Der Senat weicht damit auch nicht in einer Rechtsfrage von diesem Urteil des I.Senats ab. Zum einen ging es bei dieser Entscheidung des I.Senats um die Ermittlung des durch die Tätigkeit der inländischen Betriebstätte erwirtschafteten Gewinns, während der Streitfall die vermögensmäßigen Auswirkungen der Ausstattung der inländischen Betriebstätte mit Finanzmitteln der Zentrale betrifft. Zum anderen fordert der I.Senat für den Abzug von Betriebsausgaben bei der inländischen Betriebstätte, daß die geltend gemachten Aufwendungen auch von der Zweigniederlassung wirtschaftlich veranlaßt sind. Dieser Betrachtungsweise entspricht es, wenn der erkennende Senat - wie bereits dargelegt - nur solche Verbindlichkeiten bei der Ermittlung des Einheitswerts des Betriebsvermögens der inländischen Betriebstätte zum Abzug zuläßt, die konkret durch die inländische Betriebstätte veranlaßt und nachgewiesen sind (vgl. insoweit § 90 Abs. 2 der Abgabenordnung - AO 1977 -). Für eine Vorlage an den Großen Senat besteht daher kein Anlaß.

d) Der Senat vermag auch nicht der Auffassung der Klägerin zu folgen, wonach bei der Ermittlung des Einheitswerts des Betriebsvermögens der inländischen Betriebstätte von den insgesamt bestehenden Verbindlichkeiten des (rechtlich einheitlichen) Unternehmens der Teilbetrag als Betriebsschuld abzuziehen sei, der - nach Maßgabe der der inländischen Betriebstätte zuzuordnenden Eigenmittel - dem Verhältnis des Eigenkapitals der Klägerin zu ihrem Fremdkapital entspricht (sog. Kapitalspiegelmethode). Eine derartige Zurechnung wäre unvereinbar mit dem von § 103 Abs. 1 BewG geforderten wirtschaftlichen Zusammenhang und der hieraus abzuleitenden direkten Methode, die - wie oben unter b) und c) dargelegt - bezüglich des Schuldenabzugs eine konkrete Veranlassung durch die inländische Betriebstätte erfordert.

3. Der Senat ist nicht nach Art. 177 EWGV zur Einholung einer Vorabentscheidung des EuGH verpflichtet.

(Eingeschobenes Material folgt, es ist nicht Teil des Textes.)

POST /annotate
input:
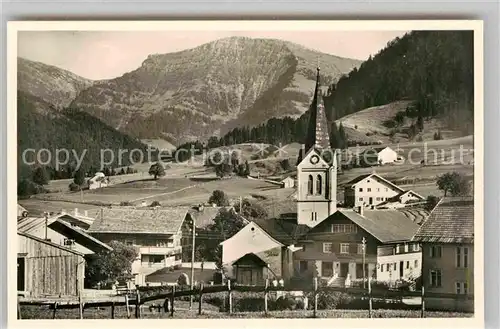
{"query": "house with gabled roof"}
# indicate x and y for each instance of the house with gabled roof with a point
(375, 156)
(155, 232)
(375, 190)
(333, 249)
(271, 240)
(447, 241)
(57, 230)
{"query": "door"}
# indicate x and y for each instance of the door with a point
(344, 270)
(20, 274)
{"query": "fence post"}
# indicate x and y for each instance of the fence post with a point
(172, 302)
(127, 306)
(230, 296)
(422, 313)
(200, 297)
(18, 309)
(137, 304)
(369, 297)
(266, 295)
(55, 309)
(315, 296)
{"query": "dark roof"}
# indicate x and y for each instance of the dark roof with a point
(139, 221)
(52, 244)
(380, 178)
(451, 221)
(250, 258)
(205, 217)
(384, 225)
(80, 236)
(285, 231)
(171, 275)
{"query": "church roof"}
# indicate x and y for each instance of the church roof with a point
(317, 130)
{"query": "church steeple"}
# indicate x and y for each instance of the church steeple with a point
(317, 129)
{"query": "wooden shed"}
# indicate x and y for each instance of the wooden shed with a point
(45, 268)
(250, 269)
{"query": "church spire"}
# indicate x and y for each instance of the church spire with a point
(317, 128)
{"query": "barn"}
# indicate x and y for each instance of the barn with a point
(47, 269)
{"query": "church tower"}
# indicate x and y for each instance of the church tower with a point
(316, 172)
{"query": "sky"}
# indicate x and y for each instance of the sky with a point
(109, 54)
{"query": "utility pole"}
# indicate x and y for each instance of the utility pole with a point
(364, 256)
(192, 264)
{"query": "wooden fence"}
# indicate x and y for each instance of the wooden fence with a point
(169, 297)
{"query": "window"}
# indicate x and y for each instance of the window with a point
(303, 266)
(462, 257)
(310, 185)
(398, 248)
(360, 248)
(344, 248)
(327, 269)
(461, 287)
(435, 278)
(344, 228)
(327, 247)
(319, 185)
(435, 251)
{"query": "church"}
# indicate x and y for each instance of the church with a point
(336, 245)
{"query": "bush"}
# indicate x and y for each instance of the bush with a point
(73, 187)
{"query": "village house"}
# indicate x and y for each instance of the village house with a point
(288, 182)
(335, 248)
(47, 269)
(155, 232)
(261, 250)
(374, 190)
(59, 230)
(377, 156)
(447, 241)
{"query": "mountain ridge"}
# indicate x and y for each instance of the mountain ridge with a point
(209, 89)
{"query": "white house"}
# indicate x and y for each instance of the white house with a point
(374, 190)
(378, 156)
(98, 181)
(288, 182)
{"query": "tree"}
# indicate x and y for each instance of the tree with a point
(157, 170)
(106, 267)
(79, 177)
(432, 201)
(455, 183)
(420, 123)
(219, 198)
(40, 176)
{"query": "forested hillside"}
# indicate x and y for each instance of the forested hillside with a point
(432, 69)
(41, 126)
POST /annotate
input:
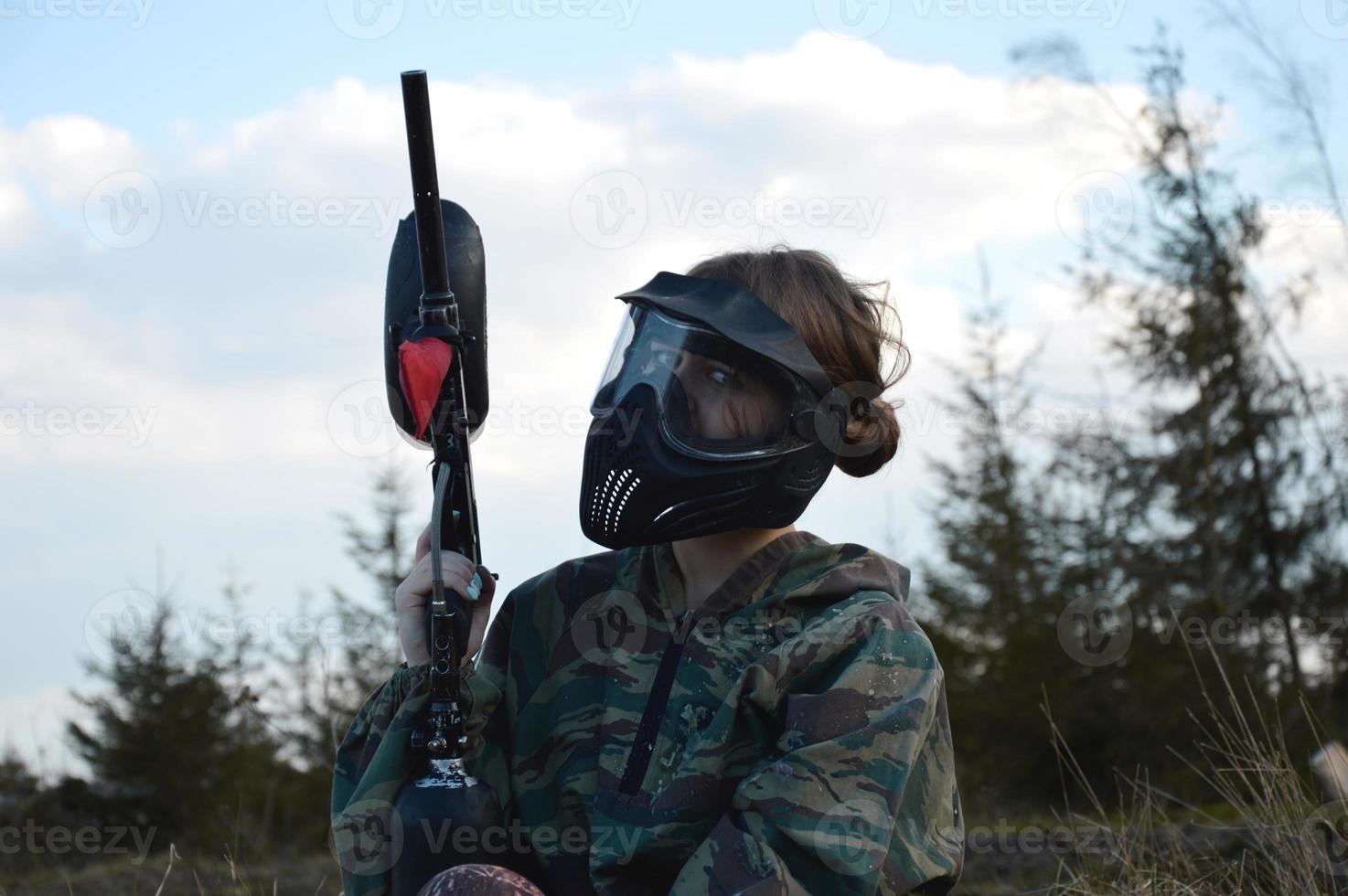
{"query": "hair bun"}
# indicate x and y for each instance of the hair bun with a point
(871, 440)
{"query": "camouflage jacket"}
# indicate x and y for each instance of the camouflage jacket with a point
(789, 737)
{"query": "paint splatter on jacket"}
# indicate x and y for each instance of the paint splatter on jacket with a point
(789, 737)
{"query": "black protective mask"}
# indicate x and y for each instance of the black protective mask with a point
(711, 417)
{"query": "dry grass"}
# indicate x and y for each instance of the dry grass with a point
(1281, 839)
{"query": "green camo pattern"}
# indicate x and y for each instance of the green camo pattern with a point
(802, 747)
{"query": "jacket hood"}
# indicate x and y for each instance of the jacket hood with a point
(798, 569)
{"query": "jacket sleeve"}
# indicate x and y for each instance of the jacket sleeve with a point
(375, 759)
(861, 794)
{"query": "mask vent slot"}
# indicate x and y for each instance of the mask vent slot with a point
(622, 503)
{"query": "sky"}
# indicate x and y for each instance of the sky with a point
(197, 204)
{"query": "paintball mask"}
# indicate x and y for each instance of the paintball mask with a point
(711, 415)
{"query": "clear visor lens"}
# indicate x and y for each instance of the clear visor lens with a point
(713, 397)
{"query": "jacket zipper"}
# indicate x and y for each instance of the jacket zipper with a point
(639, 759)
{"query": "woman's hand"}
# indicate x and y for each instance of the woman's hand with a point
(412, 596)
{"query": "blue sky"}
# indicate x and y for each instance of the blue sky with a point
(241, 333)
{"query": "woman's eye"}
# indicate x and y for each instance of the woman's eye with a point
(720, 376)
(666, 357)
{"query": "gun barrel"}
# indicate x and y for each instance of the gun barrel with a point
(421, 154)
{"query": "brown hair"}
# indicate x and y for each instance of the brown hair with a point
(842, 324)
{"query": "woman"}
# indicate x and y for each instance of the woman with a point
(720, 702)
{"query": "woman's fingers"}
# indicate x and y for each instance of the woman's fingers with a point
(481, 613)
(457, 571)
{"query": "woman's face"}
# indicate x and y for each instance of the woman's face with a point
(724, 400)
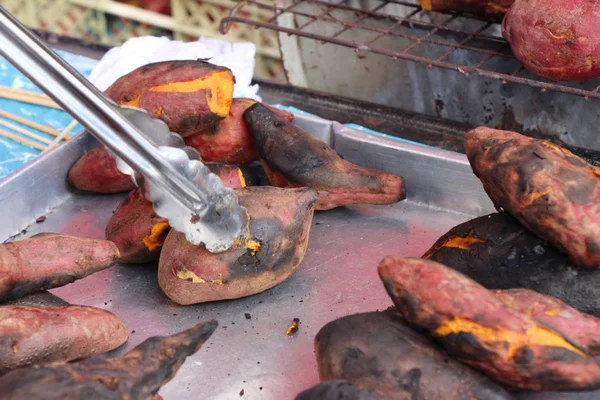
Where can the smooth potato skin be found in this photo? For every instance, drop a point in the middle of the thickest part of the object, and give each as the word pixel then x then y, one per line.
pixel 548 189
pixel 477 328
pixel 280 221
pixel 380 352
pixel 291 157
pixel 33 334
pixel 138 375
pixel 557 40
pixel 50 260
pixel 584 329
pixel 230 140
pixel 499 253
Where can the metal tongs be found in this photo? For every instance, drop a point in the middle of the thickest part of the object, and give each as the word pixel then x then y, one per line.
pixel 171 175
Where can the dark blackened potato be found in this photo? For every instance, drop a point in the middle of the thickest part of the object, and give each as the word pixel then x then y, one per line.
pixel 279 223
pixel 477 328
pixel 138 375
pixel 548 189
pixel 380 352
pixel 292 157
pixel 499 253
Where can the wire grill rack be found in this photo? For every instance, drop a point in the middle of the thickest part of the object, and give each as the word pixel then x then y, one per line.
pixel 401 30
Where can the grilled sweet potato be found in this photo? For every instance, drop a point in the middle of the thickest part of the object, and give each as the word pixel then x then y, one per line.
pixel 499 253
pixel 33 334
pixel 548 189
pixel 49 260
pixel 139 233
pixel 190 96
pixel 476 327
pixel 292 157
pixel 137 375
pixel 230 140
pixel 279 223
pixel 557 40
pixel 584 329
pixel 378 351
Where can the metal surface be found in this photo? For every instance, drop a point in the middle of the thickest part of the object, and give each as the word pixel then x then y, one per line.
pixel 182 189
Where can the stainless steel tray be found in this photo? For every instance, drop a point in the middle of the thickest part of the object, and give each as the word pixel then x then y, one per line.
pixel 253 358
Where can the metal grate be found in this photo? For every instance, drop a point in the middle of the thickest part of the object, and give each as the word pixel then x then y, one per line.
pixel 403 31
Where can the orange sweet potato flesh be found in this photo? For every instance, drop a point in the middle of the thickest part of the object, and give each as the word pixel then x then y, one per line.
pixel 557 40
pixel 49 260
pixel 138 375
pixel 279 224
pixel 292 157
pixel 549 190
pixel 33 334
pixel 230 139
pixel 139 233
pixel 477 328
pixel 190 96
pixel 579 327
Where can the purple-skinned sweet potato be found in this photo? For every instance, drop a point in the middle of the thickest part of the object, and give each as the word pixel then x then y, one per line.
pixel 49 260
pixel 479 329
pixel 139 233
pixel 34 334
pixel 582 328
pixel 292 157
pixel 138 375
pixel 557 40
pixel 548 189
pixel 274 246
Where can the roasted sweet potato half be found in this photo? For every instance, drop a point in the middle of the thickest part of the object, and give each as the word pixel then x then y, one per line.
pixel 380 352
pixel 582 328
pixel 139 233
pixel 479 329
pixel 279 224
pixel 190 96
pixel 557 40
pixel 548 189
pixel 33 334
pixel 139 374
pixel 230 139
pixel 49 260
pixel 292 157
pixel 499 253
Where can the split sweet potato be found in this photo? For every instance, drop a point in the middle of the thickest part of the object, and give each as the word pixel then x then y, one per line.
pixel 292 157
pixel 380 352
pixel 33 334
pixel 584 329
pixel 137 375
pixel 230 139
pixel 477 328
pixel 50 260
pixel 557 40
pixel 274 246
pixel 139 233
pixel 548 189
pixel 499 253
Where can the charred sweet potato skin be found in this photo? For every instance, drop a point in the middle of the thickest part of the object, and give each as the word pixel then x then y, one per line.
pixel 189 96
pixel 380 352
pixel 583 329
pixel 557 40
pixel 230 140
pixel 139 374
pixel 50 260
pixel 291 157
pixel 477 328
pixel 496 251
pixel 33 334
pixel 548 189
pixel 279 224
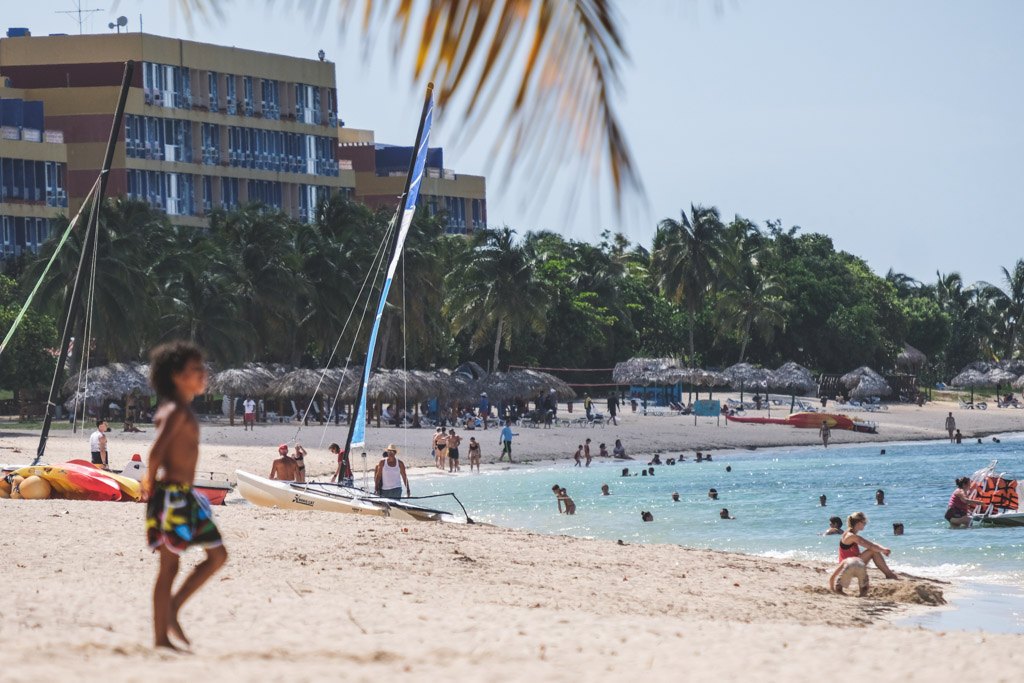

Die Vermögensbesteuerung der inländischen Betriebstätte der Klägerin verstößt offenkundig nicht gegen das Verbot der Diskriminierung nach Art. 7 EWGV (jetzt: Art. 6 EWGV i.d.F. des Vertrages vom 7. Februar 1992 über die Europäische Union, BGBl II 1992, 1251 und 1993, 1947) oder gegen die in Art. 52 und 58 EWGV geregelte (rechtsformunabhängige) Niederlassungsfreiheit. Denn die Versagung des geltend gemachten Schuldenabzugs bei der Einheitsbewertung des Betriebsvermögens der inländischen Betriebstätte mit der Folge einer höheren Vermögensteuerbelastung knüpft nicht daran an, daß es sich um die rechtlich unselbständige Zweigniederlassung einer ausländischen Körperschaft handelt; entscheidend ist vielmehr allein der Umstand, daß die geltend gemachten Verbindlichkeiten nicht konkret durch die Betriebstätte veranlaßt sind und ihr deshalb nicht zugeordnet werden können. Die Zuordnung von Wirtschaftsgütern nach der direkten Methode ist sachgerecht; sie entspricht den in Art. 22 i.V.m. Art. 7 des OECD-Musterabkommens getroffenen Regelungen. Es besteht daher kein vernünftiger Zweifel daran, daß im Streitfall die Versagung der Zuordnung von Schulden der Zentrale bei der Besteuerung der Zweigniederlassung nicht unter das allgemeine Diskriminierungsverbot fällt oder die Niederlassungsfreiheit der Klägerin in unzulässiger Weise beschränkt. Auch bei rechtlicher Selbständigkeit der inländischen Zweigniederlassung wäre der beantragte Schuldenabzug nicht möglich. Schulden einer rechtlich selbständigen Zentrale (Muttergesellschaft) könnten unter keinem Gesichtspunkt als Schulden einer rechtlich selbständigen Zweigniederlassung (Tochtergesellschaft) behandelt werden. Daß im Streitfall zwischen der Zentrale und der Zweigniederlassung wegen der rechtlichen Einheit kein Darlehensverhältnis möglich ist, ist unstreitig.